Funny thing really.  Couldn't tell you the number of times I have seen people pass through the aura of other folks, walk right up next to the whole drama of another persons life, and simply be completely unaffected by the other person.  They probably would tell you, "I don't know that person."  Couldn't of said it better myself.

And then, a few years later, the same person, is lying on their couch, or driving their car, or talking to their baldheaded friend, and what do you know?  They are experiencing what they used to be blind to.  And it really is so different than they ever realized.  I mean, when something is really powerfully impressive it could certainly be said to be, "like it's in a movie or something."  But this example, for the person, this little slice of life they are leading, ain't like the movies at all.  Like the kid said (probably puppeting Mr.

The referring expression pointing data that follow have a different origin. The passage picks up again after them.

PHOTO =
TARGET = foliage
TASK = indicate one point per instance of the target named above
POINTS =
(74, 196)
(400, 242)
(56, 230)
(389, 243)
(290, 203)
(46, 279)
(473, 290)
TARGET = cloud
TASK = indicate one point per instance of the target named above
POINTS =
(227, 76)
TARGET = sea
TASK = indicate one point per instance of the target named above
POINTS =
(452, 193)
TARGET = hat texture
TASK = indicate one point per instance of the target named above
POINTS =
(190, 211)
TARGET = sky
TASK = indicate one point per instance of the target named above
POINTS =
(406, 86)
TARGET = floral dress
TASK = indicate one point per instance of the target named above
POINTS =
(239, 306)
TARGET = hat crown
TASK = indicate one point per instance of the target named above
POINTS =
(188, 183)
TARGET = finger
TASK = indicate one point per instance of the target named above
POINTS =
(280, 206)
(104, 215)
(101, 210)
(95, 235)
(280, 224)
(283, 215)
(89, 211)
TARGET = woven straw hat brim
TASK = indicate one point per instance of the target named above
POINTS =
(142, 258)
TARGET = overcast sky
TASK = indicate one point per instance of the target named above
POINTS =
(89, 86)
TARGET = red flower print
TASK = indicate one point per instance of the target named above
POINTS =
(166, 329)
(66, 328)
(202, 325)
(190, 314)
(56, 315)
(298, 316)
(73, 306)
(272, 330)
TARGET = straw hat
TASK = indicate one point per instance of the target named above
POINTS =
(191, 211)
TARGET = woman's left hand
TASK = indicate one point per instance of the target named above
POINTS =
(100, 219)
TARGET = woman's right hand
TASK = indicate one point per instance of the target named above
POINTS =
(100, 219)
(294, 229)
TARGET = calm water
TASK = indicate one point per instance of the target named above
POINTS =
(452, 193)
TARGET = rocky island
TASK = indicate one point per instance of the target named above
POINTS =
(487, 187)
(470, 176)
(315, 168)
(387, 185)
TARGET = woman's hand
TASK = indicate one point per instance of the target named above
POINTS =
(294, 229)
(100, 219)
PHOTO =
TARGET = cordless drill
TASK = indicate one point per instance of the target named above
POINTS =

Speilberg) in E.T., "Frank, this is reality."  Our distressed friend could be said to have that as the subtext of every word they utter till the spell lifts.

These painful spells, and waverings into and out of empathic mastery, are intensely interesting to me.  I know people who seem like respectable folks in every way, and yet are completely threatened by a homeless old woman, or a person with a perpetual cloud over their crabby head.  Certain folks outside the norm, simply give them the willies or something.  

They say that you can see in an MRI (well, not exactly an MRI, but I can't remember the device used in conjunction to look at peoples brains. So...) a patterning of electrical activity in peoples brains that were it to be given a description in terms of their emotional posture, would fit the term "distancing."

I myself have been plagued my entire life with a nearly daily realization that I employ vicious preferences, and cut the strings of the "marionettes" I encounter that I would rather not see so vividly.  And somewhat worse (given that it can't be categorized as "human nature" by my friends, family and mentors)  I have failed to "notice" or take notice, or respond to the lives of family members when a more active witnessing of them was recommended by common sense: or simply love.  I have sat on the sidelines and simply lived as if nothing could be done for my siblings at times, when the opposite is true.  Even as my financial health dramatically improved, I would find my emotions charged enormously by media products like the New York Times or a book, or friendship, and seek with expectation nothing from anyone in my family save my parents.  I am not proud of this failure.  In fact it is something I am desperate to address.  But no matter how I address it, nothing can remove its stark reminder to me of the hypocrisy that my thoughts about the behavior of others represents.  So often for me, in my life, I could not see, until shame grabbed hold of me.  Luckily, I suppose, there has been no want for shame in this life.